I used to deal with the tagging by using a very good application called kID3 to copy the ID3v2 tags to ID3v1 tags in its GUI. I have recently been reading “The Art of Unix Programming” by Eric Steven Raymond and it prompted me to write a script to do the tagging. I’ve since seen that kID3 can be driven from a CLI so that may be a better way to do the tag copying. 

Kid3 screenshot

I looked for command-line utilities to copy tags and couldn’t find any. But the good folks in the Perl community provide a library called MP3::Tag which allows easy manipulation of MP3 tags — as long as you can write in the Perl language. The library is available on CPAN but I used the MacPorts version. Many moons ago I could write Perl in my sleep so I decided to dust off the necessary neurones and write a Perl script. 

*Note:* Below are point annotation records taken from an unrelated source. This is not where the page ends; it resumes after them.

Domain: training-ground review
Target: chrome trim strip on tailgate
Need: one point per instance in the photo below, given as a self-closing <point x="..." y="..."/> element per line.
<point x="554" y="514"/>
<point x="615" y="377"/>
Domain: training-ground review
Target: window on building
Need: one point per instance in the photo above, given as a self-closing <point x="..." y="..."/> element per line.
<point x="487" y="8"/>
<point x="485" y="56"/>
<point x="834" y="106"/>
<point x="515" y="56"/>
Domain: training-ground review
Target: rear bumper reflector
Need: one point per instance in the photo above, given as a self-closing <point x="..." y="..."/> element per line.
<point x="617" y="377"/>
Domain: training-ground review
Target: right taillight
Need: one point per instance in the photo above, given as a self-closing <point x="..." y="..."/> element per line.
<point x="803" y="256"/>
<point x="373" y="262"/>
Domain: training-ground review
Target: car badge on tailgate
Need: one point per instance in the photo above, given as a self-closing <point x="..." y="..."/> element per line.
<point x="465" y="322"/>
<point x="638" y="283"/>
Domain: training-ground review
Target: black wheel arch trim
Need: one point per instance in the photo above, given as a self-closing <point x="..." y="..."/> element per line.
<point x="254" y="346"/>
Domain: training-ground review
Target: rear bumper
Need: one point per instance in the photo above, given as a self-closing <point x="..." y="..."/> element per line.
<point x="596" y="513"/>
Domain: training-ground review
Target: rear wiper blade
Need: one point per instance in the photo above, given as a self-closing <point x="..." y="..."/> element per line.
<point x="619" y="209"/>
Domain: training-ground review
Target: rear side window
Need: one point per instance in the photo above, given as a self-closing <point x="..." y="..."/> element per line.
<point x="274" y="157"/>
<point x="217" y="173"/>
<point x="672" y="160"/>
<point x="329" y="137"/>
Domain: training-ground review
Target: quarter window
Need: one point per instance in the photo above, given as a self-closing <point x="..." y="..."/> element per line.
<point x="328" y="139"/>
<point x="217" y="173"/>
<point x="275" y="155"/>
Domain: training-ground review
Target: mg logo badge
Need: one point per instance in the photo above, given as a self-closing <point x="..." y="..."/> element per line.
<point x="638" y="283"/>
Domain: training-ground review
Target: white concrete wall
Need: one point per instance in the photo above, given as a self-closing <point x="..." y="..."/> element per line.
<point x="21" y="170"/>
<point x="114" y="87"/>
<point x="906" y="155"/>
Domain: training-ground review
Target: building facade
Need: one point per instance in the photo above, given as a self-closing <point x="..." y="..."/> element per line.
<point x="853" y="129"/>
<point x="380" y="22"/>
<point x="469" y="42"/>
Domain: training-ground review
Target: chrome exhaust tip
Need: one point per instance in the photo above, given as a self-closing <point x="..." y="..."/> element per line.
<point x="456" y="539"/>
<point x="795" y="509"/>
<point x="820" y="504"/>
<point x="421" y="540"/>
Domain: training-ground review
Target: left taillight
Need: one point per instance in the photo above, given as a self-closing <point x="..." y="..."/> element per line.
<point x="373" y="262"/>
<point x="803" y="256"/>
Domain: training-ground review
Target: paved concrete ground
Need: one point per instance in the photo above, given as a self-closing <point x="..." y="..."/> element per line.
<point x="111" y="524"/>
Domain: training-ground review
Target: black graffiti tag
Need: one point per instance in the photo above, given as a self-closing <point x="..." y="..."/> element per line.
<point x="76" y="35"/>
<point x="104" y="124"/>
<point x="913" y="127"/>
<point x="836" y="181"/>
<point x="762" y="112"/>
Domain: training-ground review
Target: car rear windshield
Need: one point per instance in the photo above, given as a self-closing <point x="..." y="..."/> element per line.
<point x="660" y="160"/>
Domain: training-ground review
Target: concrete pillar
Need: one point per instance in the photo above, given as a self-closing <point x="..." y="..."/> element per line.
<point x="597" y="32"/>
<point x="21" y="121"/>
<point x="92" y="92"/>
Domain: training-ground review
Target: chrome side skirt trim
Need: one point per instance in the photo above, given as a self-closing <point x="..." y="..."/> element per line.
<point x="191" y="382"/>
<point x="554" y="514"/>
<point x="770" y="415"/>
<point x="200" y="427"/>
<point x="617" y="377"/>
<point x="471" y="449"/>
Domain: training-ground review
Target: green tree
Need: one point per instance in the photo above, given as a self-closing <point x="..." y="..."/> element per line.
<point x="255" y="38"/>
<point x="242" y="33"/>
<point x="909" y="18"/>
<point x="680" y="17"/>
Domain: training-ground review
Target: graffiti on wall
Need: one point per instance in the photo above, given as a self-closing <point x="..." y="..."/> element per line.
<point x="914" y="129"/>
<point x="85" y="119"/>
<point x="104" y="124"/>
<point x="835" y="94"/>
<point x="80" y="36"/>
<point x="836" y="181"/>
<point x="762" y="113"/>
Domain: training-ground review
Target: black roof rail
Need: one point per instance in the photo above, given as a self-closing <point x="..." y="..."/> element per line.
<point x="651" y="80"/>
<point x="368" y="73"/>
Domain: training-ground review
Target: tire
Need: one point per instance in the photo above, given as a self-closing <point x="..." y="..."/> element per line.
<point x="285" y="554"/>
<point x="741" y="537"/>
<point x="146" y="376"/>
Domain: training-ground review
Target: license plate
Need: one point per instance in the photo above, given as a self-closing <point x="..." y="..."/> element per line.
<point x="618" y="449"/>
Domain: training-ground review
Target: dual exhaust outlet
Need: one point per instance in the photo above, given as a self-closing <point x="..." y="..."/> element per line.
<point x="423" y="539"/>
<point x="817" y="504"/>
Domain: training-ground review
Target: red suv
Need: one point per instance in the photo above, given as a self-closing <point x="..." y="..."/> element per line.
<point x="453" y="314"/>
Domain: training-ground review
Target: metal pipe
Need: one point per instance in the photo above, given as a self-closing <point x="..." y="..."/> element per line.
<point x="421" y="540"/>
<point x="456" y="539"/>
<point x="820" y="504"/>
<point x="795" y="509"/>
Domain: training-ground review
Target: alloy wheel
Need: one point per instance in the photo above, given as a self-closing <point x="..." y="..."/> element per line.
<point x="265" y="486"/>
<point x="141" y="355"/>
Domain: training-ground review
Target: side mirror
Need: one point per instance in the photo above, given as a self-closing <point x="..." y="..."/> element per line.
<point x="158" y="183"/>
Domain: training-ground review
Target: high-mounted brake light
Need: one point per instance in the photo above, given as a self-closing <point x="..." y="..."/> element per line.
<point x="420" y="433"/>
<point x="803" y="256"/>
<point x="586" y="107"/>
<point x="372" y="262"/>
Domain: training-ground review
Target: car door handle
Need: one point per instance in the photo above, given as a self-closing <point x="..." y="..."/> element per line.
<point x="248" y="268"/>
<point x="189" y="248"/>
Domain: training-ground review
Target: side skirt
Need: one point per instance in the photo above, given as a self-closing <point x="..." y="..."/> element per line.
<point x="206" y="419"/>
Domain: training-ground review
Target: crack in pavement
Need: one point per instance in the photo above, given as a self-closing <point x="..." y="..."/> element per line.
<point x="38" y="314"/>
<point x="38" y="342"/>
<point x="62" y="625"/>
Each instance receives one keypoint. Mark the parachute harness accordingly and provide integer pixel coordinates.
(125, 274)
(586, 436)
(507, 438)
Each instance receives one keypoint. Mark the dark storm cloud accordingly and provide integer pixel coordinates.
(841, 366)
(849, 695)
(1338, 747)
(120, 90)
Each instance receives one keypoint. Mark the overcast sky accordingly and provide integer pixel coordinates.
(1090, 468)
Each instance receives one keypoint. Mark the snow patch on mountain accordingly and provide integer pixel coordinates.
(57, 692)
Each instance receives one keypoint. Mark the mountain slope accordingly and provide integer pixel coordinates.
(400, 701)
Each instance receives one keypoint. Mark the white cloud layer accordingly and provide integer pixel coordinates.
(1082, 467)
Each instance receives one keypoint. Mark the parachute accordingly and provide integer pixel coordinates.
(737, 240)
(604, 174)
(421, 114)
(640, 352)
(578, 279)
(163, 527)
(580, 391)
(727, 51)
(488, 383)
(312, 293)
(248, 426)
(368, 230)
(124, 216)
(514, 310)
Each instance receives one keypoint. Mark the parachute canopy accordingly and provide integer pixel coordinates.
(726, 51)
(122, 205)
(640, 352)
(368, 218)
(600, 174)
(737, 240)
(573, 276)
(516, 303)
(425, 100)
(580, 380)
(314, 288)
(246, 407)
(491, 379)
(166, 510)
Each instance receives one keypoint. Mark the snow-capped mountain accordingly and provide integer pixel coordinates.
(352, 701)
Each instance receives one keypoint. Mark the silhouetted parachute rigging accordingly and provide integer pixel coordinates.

The Perl script ‘mp3-tag-convert.pl’ is not new and exciting but may help as an example for whatever you want to do. The script looks at all the MP3 files in a folder and copies the ID3v2 tags to ID3v1 if they don’t already exist. It will also copy the ID3v1 tags to ID3v2 if they don’t already exist. 

For my purposes I needed some other scripts. I had already written a shell script ‘tidy-mp3s’ to tidy MP3 folders of extraneous files that MacOS leaves lying about for its own purposes but that show on the Evoke 3 cluttering up the display.

I also needed a script to put it all together. ‘mp3s-to-evoke.ksh’ is a script which tags the MP3s in the way that suits the Evoke 3 and then copies them to the Evoke 3.So when I decide to change the songs on the Evoke 3 (it only handles a 2GB disc) I can just call the script in each MP3 folder on my computer and it will get copied to the Evoke 3.

Screen Shot 2019 08 11 at 17 10 01

The scripts are in this compressed file: evoke-scripts.zip.

I use Korn shell (ksh) for scripts because that’s what I grew up with. I think the scripts should run under Bash if that’s what you prefer.

So now my Evoke 3 screen is nice and clean.